Dans ce contexte, le travail thérapeutique ne peut se limiter à la seule analyse du passé ni à la gestion émotionnelle. Il s’agit aussi d’un travail de déconditionnement actif, où l’on vient modifier les postures psychiques et comportementales face aux stimuli associés à l’auteur. Cela passe par une réappropriation du temps, une mise à distance des canaux de communication — quand cela est possible — et une réorganisation de la vie quotidienne de manière à restreindre les interférences de l’auteur avec la trajectoire de reconstruction.
C’est pourquoi, dans ma pratique, je recommande quasi systématiquement de ne rien laisser en commun après une séparation en contexte d’emprise pathologique : ni comptes bancaires partagés, ni organisation parentale floue, ni zones de négociation ouvertes. Il n’y a aucune raison rationnelle de croire qu’un auteur incapable de tempérance et de constructivité avant la séparation le deviendrait après. L’idée selon laquelle la séparation suffirait à faire naître un parent coparental fiable relève souvent du fantasme.
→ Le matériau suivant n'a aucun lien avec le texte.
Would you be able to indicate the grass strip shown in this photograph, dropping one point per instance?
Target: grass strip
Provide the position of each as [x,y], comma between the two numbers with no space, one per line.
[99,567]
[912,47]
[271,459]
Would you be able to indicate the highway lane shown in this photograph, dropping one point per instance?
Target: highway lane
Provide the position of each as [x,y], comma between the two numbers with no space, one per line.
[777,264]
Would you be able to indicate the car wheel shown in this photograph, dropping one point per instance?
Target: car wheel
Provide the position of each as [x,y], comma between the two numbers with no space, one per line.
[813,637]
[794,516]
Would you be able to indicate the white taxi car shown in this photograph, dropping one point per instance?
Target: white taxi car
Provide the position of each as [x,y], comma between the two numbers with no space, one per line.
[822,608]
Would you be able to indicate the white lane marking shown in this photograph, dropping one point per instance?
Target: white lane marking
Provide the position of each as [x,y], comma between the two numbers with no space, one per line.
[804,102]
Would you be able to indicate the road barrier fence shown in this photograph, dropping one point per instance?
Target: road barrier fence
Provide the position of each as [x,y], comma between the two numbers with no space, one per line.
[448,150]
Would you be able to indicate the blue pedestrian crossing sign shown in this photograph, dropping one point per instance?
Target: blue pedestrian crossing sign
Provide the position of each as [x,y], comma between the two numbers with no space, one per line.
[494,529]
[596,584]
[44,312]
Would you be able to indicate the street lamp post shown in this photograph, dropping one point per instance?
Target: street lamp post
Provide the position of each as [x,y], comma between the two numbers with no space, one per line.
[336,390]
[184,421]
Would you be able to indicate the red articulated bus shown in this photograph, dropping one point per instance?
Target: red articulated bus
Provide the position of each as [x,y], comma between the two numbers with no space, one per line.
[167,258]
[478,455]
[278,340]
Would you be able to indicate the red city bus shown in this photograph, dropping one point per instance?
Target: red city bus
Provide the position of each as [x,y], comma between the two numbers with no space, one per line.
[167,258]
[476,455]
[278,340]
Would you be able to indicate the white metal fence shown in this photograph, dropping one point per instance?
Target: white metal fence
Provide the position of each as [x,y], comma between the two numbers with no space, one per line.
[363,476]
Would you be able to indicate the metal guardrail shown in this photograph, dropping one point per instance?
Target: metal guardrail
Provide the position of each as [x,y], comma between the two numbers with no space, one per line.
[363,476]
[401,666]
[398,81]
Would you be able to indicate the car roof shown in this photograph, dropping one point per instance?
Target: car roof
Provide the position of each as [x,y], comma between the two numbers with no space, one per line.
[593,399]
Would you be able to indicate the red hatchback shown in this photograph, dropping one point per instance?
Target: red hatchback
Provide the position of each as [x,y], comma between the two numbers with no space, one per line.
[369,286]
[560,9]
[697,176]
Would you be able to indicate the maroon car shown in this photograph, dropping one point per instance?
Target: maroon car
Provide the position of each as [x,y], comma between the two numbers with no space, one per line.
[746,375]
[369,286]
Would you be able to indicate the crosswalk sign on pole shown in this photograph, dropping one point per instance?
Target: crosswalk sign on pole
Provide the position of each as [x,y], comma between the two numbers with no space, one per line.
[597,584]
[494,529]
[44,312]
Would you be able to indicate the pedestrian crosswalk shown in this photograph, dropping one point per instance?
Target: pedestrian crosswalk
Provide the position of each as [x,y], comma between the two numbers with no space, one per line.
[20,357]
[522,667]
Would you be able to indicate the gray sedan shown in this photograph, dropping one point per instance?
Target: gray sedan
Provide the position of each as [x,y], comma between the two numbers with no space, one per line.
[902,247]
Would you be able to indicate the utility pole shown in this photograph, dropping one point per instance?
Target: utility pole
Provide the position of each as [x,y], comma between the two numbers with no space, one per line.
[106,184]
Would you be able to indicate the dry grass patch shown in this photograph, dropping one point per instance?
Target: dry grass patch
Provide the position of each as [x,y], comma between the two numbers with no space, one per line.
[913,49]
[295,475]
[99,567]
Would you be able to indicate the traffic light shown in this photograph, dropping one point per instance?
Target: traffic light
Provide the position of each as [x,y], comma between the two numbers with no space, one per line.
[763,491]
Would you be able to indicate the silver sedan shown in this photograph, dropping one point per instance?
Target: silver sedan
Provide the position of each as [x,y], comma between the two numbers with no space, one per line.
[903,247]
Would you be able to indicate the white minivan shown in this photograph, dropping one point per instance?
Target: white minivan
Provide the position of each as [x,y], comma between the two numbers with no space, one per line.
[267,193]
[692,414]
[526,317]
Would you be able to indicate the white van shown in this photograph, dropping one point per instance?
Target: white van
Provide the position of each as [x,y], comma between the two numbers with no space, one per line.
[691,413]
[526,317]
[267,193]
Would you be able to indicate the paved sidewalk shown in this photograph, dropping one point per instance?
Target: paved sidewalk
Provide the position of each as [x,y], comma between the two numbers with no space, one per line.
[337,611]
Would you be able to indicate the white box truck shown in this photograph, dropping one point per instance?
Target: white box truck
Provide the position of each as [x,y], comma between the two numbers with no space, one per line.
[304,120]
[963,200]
À l’inverse, poser un cadre ferme, prévisible et unilatéral — validé juridiquement si nécessaire — permet à la victime de réduire les occasions de contact non maîtrisé, et donc les stimuli susceptibles d’entretenir le conditionnement. Ce travail est progressif, complexe, et ne peut faire l’économie d’un accompagnement. Mais il est possible. La reconstruction passe aussi par l’apprentissage de nouvelles réponses, plus affirmées, plus distantes, plus cohérentes avec les besoins de sécurité psychique et d’autonomie. C’est dans cette lente élaboration qu’un nouveau rapport au monde, à soi et à l’autre peut émerger — un rapport dans lequel le passé cesse peu à peu de dicter les réflexes du présent.
Ces aspects cliniques, organisationnels et juridiques feront l’objet d’un prochain article, consacré aux stratégies de communication avec un auteur d’emprise pathologique après la séparation, ainsi qu’à l’accompagnement psychojuridique permettant d’assurer, autant que possible, un véritable sas de sécurité pour les victimes.

Conclusion : le fil de la réinvention
Dans le mythe aztèque, la déesse de la Lune et de la Voie lactée Coyolxauhqui (prononcé Koy-ol-shao-ki) est démembrée par son frère. Son corps éclaté devient le ciel étoilé. C’est une image violente, mais aussi une promesse : ce qui est brisé peut devenir cosmos.
Dans l’emprise pathologique, les morceaux sont là : comportements conditionnés, émotions piégées, espoirs trahis, etc. Le travail psychothérapeutique consiste aussi à recomposer ces fragments, non pour revenir à l’avant, mais pour faire quelque chose de ce qui a été vécu.
C’est ainsi qu’on transforme un conditionnement en mémoire, un trauma en souvenir - une emprise en histoire - un lien en choix.